The source of the issue in my view comes from a confusion concerning dimensionality, and because the Hessian departs from the usual context in that there is sub-partitioning going on. Other than a mild bit of calculus, this is just routine linear algebra with some tricks like the Kronecker delta function and the Kronecker product to compress the notation.

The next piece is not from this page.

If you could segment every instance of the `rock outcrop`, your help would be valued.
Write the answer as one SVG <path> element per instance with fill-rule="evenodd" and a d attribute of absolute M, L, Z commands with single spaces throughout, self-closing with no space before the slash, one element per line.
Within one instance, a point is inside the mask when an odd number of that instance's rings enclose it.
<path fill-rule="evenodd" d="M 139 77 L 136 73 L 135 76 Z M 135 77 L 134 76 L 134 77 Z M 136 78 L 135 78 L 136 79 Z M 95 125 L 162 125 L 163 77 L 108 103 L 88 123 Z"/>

I have no doubt there may be a quicker and cleaner solution to this using a suitable selection of recipes from the Matrix Cookbook, or Einstein notation. But I've generally found that unless it's immediately obvious which recipe you should be applying, then there is no harm in building the condensed abstractions presented piece-by-piece from the ground up, particularly when you are in doubt.
For this reason, I will derive the relevant partial derivatives, and show how these can be stacked into the data-structures (gradient and Hessian) whose expressions you are seeking to validate.
Notation and dimensionality.
$\mathbf{x} \in \mathbb{R}^D$ is an observation vector.
$\mathbf{y} \in \mathbb{R}^K$ is also a vector.
$\omega^{(k)} \in \mathbb{R}^D$ for $k = 1, \dots, K$ are parameter vectors., where
$$\omega^{(k)} =
\begin{bmatrix}
\omega_1^{(k)} \\
\vdots \\
\omega_D^{(k)}
\end{bmatrix}$$
$\omega \in \mathbb{R}^{DK}$ is a $DK$-dimensional column vector, consisting of all of the column parameter vectors $\omega^{(1)}, \dots, \omega^{(K)}$ stacked vertically on top of one another. Where for each element $\omega_d^{(k)}$, the superscript index $k$ indexes the $k$th class, and the subscript index $d$ indexes the covariate element.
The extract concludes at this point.